The ($2$-dimensional) assignment problem is to find, in an edge weighted bipartite graph, an assignment (i.e., a perfect matching) of minimum total weight. Efficient algorithms for this problem have been known since the advent of modern algorithmic analysis. Moreover, if the edge weights are i.i.d. Exp(1) random variables and the host graph is complete bipartite, seminal results of Aldous state that the expected weight of the optimal assignment tends to $\zeta(2)$.

We consider high-dimensional versions of the random assignment problem. Here, we are given a cost array $M$, indexed by $[n]^k$, and with i.i.d. Exp(1) entries.

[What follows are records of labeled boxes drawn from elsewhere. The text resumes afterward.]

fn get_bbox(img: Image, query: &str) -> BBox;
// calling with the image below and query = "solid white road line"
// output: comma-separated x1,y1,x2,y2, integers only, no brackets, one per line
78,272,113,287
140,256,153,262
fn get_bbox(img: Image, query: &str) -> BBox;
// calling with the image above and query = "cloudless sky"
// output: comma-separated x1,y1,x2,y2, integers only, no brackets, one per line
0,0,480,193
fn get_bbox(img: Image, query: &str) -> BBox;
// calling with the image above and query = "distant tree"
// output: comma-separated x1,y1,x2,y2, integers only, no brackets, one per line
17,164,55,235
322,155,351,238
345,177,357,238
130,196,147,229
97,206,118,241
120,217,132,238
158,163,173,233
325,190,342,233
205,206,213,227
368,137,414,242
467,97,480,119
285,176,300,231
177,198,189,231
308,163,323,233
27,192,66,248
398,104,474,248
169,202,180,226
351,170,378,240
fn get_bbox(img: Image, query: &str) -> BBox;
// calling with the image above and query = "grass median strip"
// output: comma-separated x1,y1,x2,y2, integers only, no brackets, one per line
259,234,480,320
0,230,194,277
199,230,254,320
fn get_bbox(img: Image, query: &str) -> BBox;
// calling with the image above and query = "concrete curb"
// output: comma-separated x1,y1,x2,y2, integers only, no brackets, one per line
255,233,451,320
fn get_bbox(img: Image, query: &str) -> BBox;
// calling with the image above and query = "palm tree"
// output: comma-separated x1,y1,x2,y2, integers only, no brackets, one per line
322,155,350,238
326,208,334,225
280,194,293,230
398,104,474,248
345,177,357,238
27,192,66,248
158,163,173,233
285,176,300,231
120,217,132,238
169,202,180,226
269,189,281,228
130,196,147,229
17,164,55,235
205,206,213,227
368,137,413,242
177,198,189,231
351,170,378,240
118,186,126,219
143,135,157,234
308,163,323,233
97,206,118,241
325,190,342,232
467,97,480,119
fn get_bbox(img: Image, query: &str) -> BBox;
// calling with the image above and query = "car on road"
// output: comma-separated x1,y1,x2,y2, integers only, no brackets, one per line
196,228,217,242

The objective is to find a ${0,1}$-matrix A that minimizes $\sum_{x \in [n]^k} A_xM_x$, subject to the constraint that every axis-parallel line in A contains exactly one 1. This is the planar assignment problem, and when $k=2$ is equivalent to the usual random assignment problem. We prove that the expected cost of an optimal assignment is $\Theta(n^{k-2})$. Moreover, we describe a randomized algorithm that finds such an assignment with high probability. The main tool is iterative absorption, as developed by Glock, Kühn, Lo, and Osthus. The results answer questions of Frieze and Sorkin. The algorithmic result is in contrast to the axial assignment problem (in which A contains exactly one 1 in each axis-parallel co-dimension 1 hyperplane). For the latter, the best known bounds (which are due to Frankston, Kahn, Narayanan, and Park) exploit the connection between ``spread'' distributions and optimal assignments. Due to this reliance, no efficient algorithm is known.

Joint work with Ashwin Sah and Mehtaab Sawhney.